I started making these trousers back in March, when I started my new job. Then I decided I didn’t like them, and they went on The Pile. Last weekend I was going to a party, and I wanted to wear my Jeffery~West shoes, so I thought it was about time I finished off the trousers to go with them.

The trousers are Butterick 5250, view D, in a herringbone linen blend.

Now that I’ve made the sway-back adjustment, I really like them – although I did make them a little bit too small around the waist which is why the waistband’s gone wrinkly. I know it might look daft to be wearing trousers that sit so high on the waist, and there’s probably a “rule” somewhere that says short-waisted people shouldn’t wear high-waisted trousers. I say never mind the “rules”, they’re really comfortable, and I plan to make another pair. And a matching little bolero-type jacket to go with these.

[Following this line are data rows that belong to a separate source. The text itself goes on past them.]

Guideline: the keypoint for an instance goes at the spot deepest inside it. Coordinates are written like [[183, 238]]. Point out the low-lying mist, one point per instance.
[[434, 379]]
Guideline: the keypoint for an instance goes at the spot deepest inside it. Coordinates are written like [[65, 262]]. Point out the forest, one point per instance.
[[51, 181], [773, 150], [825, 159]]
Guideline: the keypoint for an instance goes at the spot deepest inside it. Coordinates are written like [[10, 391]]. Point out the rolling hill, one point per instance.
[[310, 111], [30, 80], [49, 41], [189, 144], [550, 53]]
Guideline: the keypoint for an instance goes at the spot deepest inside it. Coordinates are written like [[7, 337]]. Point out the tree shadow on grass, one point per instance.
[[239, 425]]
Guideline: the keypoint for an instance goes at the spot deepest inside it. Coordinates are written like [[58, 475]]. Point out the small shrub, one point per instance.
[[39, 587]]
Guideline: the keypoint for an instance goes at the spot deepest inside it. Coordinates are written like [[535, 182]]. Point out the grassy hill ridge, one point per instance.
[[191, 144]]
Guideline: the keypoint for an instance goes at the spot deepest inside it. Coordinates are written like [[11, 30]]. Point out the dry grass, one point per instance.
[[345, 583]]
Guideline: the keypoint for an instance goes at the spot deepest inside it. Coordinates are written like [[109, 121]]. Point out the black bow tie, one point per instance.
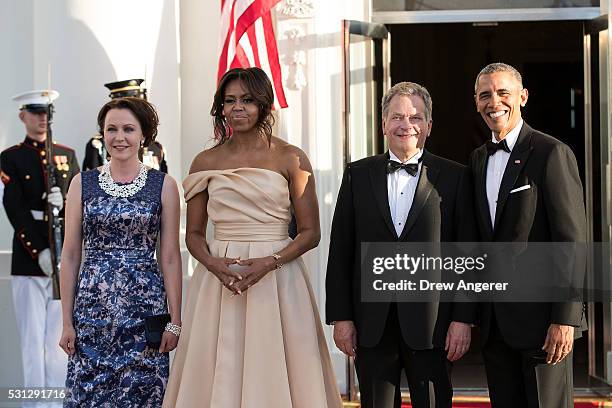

I think the only thing I’d change about them is the pockets – they’re just not quite big enough. Also, whilst the trousers look nice enough with a fitted t-shirt, I think that what they really need is a shirt and tie to go with them. Maybe a bow tie. (Bow ties are cool.)

Yellow Submarine Jacket

Beatles Jacket

Ta-Daa!

The pattern is Butterick 5254, view C.
I had been planning to make view B which is much longer, but there turned out to be a printing flaw in the fabric, and I couldn’t quite maneouvre the pattern pieces around it. So I made the shorter version instead.

The jacket is lined with polar fleece, so it should be nice and warm. The three giant buttons are vintage ones that I inherited from a friend’s grandmother’s button stash.

And just in case you think this jacket’s a little bit boring…

…have a look at the inside.

Beatles Jacket

The facings and belt are made from a matching psychedelic “rainbows” fabric.

I’m fairly certain that “hilarious” shouldn’t be one of the criteria for making clothes, but I think this is one of the funniest things I’ve ever done. I can’t wait to wear it!